Le 11 décembre prochain, les
Chiliens se retrouveront aux urnes pour l'élection d'un nouveau
président, de 120 députés et 20 sénateurs (1). Au
Chili, les votes tournent autour des trois pôles du spectre politique : la droite, le centre et la gauche. Pour chacun de ces pôles, il y a une coalition de partis. À gauche, il y a « le
Pacte ensemble nous pouvons » (Pacto juntos podemos); au
centre gauche nous retrouvons « la Coalition des parties pour la
démocratie » (Concertación de Partidos por la Democracia) et à droite, il y a « l'Alliance pour le
Chili » (
Alianza por Chile) (2). Chacune de ces coalitions est composées de divers partis qui peuvent présenter des candidats à la présidence de façon indépendante.
Il y a présentement quatre candidats dans la course. La favorite selon les sondages, Mme Michelle Bachelet, se présente pour « la Coalition des partis pour la
démocratie » (3). C'est d'ailleurs ce parti qui est au pouvoir depuis la fin de la
dictature du général Augusto
Pinochet en 1990. Mme Bachelet est présentement en position de force dans les sondages pour plusieurs raisons. D'abord, elle fait partie de ceux que l'on appelle les « Anti-
Pinochet » et rejoint une bonne part de la population par cette position. Ensuite, lors du 30e anniversaire du coup d'État du général
Pinochet, elle a bénéficié d'une grande visibilité médiatique en raison de son passé et de celui de son père. En effet, lors de la prise de pouvoir du général
Pinochet, en 1973, le père de Mme Bachelet, qui était général dans l'aviation, a été enlevé, torturé et est mort des suites des mauvais traitements qu'il a subit. De plus, la mère de Mme Bachelet et elle-même furent contraintes de s'exiler peut après car elles furent également victimes de mauvais traitements (6).
En ce qui concerne la coalition de droite, « l'Alliance pour le
Chili », il y a deux candidats en lice. Le premier est M. Sebastián Piñera, un riche homme d'affaire qui possède entre autre la compagnie aérienne chilienne LAN et siège au conseil d'administration de plusieurs autres grandes entreprises chiliennes. Il détient une maîtrise et un doctorat en économie de l'université Harvard.

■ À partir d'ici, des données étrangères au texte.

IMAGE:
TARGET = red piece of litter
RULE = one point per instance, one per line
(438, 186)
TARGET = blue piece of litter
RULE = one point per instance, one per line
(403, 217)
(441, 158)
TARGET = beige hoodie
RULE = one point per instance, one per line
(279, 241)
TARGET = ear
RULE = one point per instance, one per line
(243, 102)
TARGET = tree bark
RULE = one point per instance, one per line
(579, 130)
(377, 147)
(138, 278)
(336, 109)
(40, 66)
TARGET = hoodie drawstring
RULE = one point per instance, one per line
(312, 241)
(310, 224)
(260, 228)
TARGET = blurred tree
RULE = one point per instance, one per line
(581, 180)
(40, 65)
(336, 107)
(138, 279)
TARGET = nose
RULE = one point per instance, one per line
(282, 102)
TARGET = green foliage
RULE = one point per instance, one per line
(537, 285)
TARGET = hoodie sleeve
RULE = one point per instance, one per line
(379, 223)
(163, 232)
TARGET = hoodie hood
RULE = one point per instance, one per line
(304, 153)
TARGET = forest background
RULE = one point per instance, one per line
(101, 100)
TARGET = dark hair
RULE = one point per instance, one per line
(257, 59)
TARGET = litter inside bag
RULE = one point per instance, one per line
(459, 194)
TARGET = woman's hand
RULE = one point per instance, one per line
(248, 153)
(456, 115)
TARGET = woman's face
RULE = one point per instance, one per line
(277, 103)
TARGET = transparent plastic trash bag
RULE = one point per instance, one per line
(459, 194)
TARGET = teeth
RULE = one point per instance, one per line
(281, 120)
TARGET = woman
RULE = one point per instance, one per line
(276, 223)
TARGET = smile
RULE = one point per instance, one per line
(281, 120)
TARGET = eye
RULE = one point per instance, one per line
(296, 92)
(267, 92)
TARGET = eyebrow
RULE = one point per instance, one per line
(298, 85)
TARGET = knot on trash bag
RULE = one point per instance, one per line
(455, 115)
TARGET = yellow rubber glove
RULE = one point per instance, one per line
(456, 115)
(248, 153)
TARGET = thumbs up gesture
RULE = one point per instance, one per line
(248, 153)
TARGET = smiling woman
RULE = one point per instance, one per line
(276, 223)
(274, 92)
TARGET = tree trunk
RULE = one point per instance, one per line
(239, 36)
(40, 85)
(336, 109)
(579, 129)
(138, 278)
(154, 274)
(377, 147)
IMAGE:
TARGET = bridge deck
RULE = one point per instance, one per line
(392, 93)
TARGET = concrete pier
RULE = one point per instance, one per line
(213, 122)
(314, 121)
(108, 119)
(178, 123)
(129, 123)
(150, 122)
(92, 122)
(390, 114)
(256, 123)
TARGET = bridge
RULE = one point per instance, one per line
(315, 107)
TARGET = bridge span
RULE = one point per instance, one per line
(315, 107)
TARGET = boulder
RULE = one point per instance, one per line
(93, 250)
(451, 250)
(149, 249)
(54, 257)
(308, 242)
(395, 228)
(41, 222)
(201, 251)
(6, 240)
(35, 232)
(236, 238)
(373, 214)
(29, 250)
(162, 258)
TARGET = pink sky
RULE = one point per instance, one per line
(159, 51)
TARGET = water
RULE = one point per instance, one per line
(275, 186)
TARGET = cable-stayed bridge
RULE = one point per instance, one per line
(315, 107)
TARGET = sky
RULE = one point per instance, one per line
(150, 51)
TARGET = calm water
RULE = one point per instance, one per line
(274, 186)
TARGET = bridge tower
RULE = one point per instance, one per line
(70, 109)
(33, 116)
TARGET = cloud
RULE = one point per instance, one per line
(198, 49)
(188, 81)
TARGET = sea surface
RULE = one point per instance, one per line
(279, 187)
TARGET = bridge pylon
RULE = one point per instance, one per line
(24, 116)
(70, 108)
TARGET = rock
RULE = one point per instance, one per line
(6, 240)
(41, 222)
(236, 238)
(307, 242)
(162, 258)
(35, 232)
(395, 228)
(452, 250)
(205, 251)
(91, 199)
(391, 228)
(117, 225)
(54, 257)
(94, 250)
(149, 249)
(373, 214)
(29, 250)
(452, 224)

Le second candidat est M. Joaquín Lavín qui a été élu maire de Las Condes à deux reprises et s'était présenté contre le
président sortant, M. Ricardo Lagos, en 1999 (4). Il détient un diplôme en économie à l'université de Chicago et il faisait également parti du comité d'expert qui a transformé l'économie du
Chili sous le Général
Pinochet.
En ce qui concerne le parti d'
extrême gauche, « le
Pacte ensemble nous pouvons », il n'y a qu'un seul candidat. Il s'agit de M. Tomas Hirsh qui, lors des
présidentielles de 1999, a remporté 0,5% des suffrages (5). Il est l'un des fondateurs du parti Humaniste qui fut le premier parti, en 1987, à être légalisé sous la
dictature. Ensuite, il fut
ambassadeur du
Chili en
Nouvelle-Zélande de 1990 à 1992 et, finalement, cofondateur de « la Coalition des parties pour la
démocratie » qui est au pouvoir depuis 1990(7).

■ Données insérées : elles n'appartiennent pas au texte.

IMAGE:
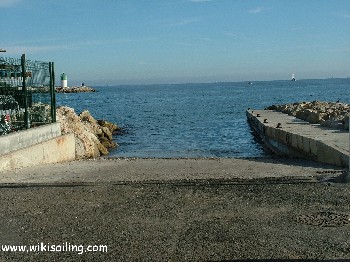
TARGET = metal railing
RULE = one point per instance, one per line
(27, 94)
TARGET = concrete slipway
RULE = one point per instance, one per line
(36, 146)
(287, 135)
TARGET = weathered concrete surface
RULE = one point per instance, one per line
(298, 138)
(58, 149)
(26, 138)
(177, 210)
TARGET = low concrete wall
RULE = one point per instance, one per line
(298, 138)
(27, 138)
(58, 149)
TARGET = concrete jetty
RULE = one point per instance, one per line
(288, 135)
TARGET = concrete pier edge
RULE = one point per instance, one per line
(36, 146)
(289, 136)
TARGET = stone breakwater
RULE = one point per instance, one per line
(328, 114)
(74, 89)
(92, 137)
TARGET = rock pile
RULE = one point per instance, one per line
(328, 114)
(74, 89)
(93, 137)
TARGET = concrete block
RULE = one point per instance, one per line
(59, 149)
(27, 138)
(313, 147)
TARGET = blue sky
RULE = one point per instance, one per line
(177, 41)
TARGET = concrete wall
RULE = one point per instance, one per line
(36, 146)
(58, 149)
(27, 138)
(298, 138)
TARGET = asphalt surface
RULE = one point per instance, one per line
(224, 218)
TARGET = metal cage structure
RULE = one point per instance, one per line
(27, 94)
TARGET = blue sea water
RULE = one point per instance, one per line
(195, 120)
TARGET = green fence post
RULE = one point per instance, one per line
(25, 92)
(52, 92)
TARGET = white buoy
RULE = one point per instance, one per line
(64, 80)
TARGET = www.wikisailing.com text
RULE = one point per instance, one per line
(47, 247)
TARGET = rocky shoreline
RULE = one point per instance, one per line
(74, 89)
(93, 137)
(327, 114)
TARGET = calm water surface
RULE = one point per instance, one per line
(195, 120)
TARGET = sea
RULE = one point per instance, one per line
(196, 119)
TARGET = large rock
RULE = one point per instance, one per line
(88, 132)
(329, 114)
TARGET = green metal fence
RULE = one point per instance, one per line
(27, 94)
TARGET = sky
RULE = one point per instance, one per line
(112, 42)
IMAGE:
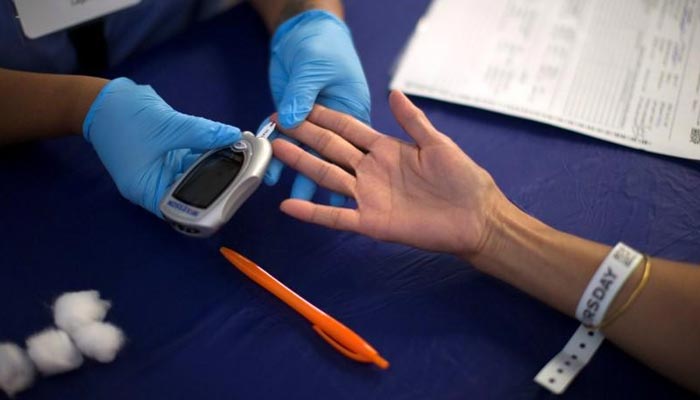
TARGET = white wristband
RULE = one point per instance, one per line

Le système électoral chilien prévoit deux tours de scrutin pour l'élection du
président. Cependant, il est possible d'accéder à la présidence au premier tour en récoltant 50% plus un vote au premier tour. Avant l'arrivée de M. Piñera dans la course, les sondages indiquaient que Mme Bachelet pourrait l'emporter au premier tour. Les sondages favorisent toujours celle-ci mais, selon les mêmes sondages, elle devra attendre le deuxième tour avant de l'emporter (8).

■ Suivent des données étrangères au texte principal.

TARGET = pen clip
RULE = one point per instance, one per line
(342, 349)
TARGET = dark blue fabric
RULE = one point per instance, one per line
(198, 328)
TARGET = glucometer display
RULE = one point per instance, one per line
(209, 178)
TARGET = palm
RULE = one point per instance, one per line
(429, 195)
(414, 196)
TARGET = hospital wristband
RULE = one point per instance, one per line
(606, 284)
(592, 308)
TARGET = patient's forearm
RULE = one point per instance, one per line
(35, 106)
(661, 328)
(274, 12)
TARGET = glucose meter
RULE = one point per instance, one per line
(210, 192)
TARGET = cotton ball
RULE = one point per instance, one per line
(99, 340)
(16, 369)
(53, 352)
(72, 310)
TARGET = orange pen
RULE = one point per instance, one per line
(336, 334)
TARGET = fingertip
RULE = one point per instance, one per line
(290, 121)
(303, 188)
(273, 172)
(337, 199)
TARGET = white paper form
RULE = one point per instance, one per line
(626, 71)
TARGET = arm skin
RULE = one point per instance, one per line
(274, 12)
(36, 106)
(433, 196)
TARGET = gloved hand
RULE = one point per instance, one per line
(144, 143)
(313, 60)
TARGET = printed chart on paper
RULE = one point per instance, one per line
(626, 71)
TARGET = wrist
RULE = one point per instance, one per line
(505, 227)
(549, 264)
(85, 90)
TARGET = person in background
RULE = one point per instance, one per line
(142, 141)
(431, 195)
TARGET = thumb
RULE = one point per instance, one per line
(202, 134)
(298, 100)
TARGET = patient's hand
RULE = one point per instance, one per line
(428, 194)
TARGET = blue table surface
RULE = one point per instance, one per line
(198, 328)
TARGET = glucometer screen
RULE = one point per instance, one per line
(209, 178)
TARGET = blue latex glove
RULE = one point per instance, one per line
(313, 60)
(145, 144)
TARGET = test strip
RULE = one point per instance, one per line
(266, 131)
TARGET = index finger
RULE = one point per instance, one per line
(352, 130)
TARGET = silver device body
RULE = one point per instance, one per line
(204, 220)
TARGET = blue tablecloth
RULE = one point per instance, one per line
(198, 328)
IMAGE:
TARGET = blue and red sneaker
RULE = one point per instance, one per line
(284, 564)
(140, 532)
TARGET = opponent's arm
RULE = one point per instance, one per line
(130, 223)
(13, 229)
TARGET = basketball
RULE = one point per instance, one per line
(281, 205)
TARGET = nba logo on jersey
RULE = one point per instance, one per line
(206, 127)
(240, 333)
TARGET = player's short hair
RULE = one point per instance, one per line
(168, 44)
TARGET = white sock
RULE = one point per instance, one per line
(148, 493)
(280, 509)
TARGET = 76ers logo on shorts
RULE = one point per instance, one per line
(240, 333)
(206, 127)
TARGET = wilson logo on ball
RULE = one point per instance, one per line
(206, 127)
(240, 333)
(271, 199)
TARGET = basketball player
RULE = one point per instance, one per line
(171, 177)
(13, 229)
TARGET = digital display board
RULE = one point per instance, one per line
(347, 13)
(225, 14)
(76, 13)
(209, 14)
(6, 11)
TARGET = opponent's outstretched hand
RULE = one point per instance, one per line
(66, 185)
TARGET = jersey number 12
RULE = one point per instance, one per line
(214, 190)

L'enjeu principal de cette élection, qui est également l'élément qui pourrait en faire un moment historique, est le fait que la candidate vedette soit une femme, monoparentale et favorable au divorce. Ce serait la première femme à accéder à ce poste au
Chili. Traditionnellement, la société chilienne est relativement
conservatrice. Pour en témoigner, le droit au divorce fut finalement accepté en 2003 au terme de neuf ans de
négociations. Cela fait du
Chili le dernier pays d'Amérique et l'un des derniers au monde à adopter une telle législation (9). Cet événement a également soulevé de grands débats populaires et demeure un sujet très sensible. Nous verrons donc, au cours des mois de décembre et janvier, si la population chilienne est prête à faire fi de ces éléments et à élire Mme Bachelet, une femme chaleureuse et charismatique, qui possède actuellement un nette avance dans les sondages (10).